Surviving Your 5-Year College Reunion in 23 Easy Steps
Tuesday, June 11, 2013Tweet
Step 1: Get a single giant stress pimple on your face three days beforehand. Think how that hasn't happened since college. Think at least people will recognize you now.
Step 2: Fly from the West Coast to the East Coast to the Midwest, because apparently that's the most efficient route.
Step 3: Reunite with your husband, who's been traveling for the past two weeks.
Step 4: Arrive on campus and immediately see someone from your freshman year dorm floor. Suddenly get excited about the whole reunion thing.
Step 5: Check into your on-campus housing. Discover that the (two twin) beds appear to each be covered with one rough sheet and a tablecloth.
Step 6: Head over to the party tent for your class, where the music is approximately 1,000 times louder than it needs to be, so every conversation will consist of yelling directly into people's ears.
Step 7: Have the same conversation twenty times in a row, quickly perfecting your responses to, "So where are you living now?" and "What do you do?"
Step 8: Find that no one seems to care that you are unemployed, and that every single person has heard good things about the place you live. Invite approximately a dozen people to come visit you.
Step 9: Have the thought "Living well is the best revenge" on discovering that life has not been kind to certain people who were not kind to you. Then feel bad for thinking that.
Step 10: Never quite master the art of gracefully exiting a conversation after the two topics of conversation (where you live now and what you do) have been exhausted. Have a lot of awkward smiles/staring and saying it was so nice to see them and that you need to go find your husband.
Step 11: Say hello and hug people you were never really friends with because what the hell.
Step 12: Go in a desperate search for water because you're sure you're about to lose your voice from all the yelling.

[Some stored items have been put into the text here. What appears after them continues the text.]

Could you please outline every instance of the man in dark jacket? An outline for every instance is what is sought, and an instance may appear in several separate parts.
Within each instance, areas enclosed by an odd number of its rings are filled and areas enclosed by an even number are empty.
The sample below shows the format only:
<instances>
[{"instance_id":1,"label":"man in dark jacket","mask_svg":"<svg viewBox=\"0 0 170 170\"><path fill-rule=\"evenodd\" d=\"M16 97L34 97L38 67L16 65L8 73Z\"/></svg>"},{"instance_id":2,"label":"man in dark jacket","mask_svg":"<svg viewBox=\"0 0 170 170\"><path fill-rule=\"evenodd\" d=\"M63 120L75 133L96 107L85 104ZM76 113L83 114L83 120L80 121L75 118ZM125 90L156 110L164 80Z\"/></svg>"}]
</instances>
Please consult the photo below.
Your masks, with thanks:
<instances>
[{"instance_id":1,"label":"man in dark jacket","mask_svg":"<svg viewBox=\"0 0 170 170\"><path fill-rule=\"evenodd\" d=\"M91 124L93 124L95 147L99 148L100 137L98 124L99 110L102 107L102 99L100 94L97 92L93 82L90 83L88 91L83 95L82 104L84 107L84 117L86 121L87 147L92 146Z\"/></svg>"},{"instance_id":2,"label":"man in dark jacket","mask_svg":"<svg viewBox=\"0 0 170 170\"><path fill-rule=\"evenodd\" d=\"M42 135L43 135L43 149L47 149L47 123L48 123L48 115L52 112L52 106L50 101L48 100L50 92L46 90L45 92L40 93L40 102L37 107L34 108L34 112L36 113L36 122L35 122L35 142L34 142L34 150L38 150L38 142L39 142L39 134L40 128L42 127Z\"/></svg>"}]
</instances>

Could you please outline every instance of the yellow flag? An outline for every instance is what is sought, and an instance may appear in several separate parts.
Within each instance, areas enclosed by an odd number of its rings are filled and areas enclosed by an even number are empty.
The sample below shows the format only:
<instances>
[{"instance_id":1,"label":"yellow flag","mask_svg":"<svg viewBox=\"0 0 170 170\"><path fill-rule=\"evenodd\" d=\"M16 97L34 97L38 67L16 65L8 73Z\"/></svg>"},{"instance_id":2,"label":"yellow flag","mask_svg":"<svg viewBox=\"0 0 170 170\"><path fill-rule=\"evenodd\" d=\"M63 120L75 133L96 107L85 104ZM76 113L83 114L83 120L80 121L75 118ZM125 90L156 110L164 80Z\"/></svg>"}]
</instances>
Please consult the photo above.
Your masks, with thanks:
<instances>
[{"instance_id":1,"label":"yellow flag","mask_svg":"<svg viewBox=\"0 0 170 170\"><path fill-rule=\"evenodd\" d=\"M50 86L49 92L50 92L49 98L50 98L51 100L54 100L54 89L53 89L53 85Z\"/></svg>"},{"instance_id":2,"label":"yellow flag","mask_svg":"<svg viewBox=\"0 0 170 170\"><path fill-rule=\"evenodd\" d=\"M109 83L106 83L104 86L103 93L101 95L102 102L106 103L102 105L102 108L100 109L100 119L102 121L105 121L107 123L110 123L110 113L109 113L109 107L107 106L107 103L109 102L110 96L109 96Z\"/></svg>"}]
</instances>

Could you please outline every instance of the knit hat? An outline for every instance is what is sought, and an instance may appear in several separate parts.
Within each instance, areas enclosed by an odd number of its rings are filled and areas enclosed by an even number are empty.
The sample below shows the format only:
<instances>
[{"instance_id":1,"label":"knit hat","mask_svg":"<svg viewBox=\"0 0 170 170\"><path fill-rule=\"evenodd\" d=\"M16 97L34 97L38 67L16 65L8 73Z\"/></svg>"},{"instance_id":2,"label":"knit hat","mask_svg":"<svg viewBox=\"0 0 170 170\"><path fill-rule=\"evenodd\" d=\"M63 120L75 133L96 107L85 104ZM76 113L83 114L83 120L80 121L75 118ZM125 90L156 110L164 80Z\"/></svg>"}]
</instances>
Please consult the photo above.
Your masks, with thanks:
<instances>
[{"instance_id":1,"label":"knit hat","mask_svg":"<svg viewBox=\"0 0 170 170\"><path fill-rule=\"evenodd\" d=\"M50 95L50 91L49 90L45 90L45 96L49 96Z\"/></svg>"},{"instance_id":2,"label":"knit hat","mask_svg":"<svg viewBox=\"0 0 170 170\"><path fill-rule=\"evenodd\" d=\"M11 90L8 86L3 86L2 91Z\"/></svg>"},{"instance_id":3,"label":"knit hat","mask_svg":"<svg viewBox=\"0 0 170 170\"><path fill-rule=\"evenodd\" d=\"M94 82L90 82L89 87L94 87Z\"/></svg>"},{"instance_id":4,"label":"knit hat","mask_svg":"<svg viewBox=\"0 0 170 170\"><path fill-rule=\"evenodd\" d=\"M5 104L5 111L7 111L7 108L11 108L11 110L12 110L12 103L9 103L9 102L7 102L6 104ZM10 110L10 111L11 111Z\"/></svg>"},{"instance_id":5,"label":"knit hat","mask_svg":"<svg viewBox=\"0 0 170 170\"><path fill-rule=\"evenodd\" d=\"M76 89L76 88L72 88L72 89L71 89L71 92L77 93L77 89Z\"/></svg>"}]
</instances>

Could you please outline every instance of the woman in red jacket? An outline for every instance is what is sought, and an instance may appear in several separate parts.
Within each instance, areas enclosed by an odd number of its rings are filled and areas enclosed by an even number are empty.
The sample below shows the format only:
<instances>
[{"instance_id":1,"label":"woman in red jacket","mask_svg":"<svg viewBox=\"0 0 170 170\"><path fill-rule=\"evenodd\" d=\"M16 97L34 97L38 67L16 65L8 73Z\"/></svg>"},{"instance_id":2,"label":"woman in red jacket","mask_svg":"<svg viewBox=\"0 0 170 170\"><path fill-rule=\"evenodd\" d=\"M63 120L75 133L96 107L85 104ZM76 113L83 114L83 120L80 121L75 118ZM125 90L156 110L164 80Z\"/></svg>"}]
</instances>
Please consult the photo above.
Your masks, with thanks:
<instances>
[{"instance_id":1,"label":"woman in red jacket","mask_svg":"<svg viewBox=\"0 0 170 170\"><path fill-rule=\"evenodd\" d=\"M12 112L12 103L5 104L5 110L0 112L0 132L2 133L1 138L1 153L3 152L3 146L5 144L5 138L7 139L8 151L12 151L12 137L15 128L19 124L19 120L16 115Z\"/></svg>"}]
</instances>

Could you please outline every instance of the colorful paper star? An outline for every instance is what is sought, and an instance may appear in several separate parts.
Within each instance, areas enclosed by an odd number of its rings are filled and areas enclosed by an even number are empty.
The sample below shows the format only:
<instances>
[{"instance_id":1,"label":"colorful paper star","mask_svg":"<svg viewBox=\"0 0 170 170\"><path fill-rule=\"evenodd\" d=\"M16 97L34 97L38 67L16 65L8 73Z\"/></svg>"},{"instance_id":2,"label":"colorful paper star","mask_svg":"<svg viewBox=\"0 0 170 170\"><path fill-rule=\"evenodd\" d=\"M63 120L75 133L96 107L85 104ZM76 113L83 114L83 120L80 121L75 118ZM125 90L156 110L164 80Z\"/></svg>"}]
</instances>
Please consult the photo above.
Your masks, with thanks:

Find more people you know over by the bar.
Step 13: Head back to the dorm after midnight. Decide between sleeping in separate twin beds, sleeping on the uneven crack between the two pushed-together beds, or sleeping in the same twin bed. Opt for the latter because it's freezing in the room and you need all the body warmth you can get.
Step 14: Wake up at 2 in the morning to a drunk alum yelling and throwing things in the hallway. Be glad you don't live in a dorm anymore. Then remember that you do live in a dorm, and thank God that your students are way better behaved than this.
Step 15: Spend the day seeing the changes around campus. Realize how old you are when you think, "These kids don't know how good they have it! Back in my day..."
Step 16: Take a 4-hour nap.
Step 17: Go to another giant tent party, this one for all classes. Do the math and realize that because reunions are for every five years, you won't know a single person except those from your class, so the only benefit to throwing everyone together is that there's more oldies music.
Step 18: Figure out that wearing a skirt was a good decision after seeing every single other woman in a sundress or skirt.
Step 19: See a dozen more people you know who weren't there the night before. Yell your standard questions over the music and have some more awkward conversational exits.
Step 20: Hug a bunch of people goodbye.
Step 21: Stay up past midnight reminiscing with two friends who are staying across the hall from you.
Step 22: Spend another cold night in the tiny, tablecloth-covered twin bed.
Step 23: Bid farewell to campus for another five years.
Have you attended a high school or college reunion? How was it?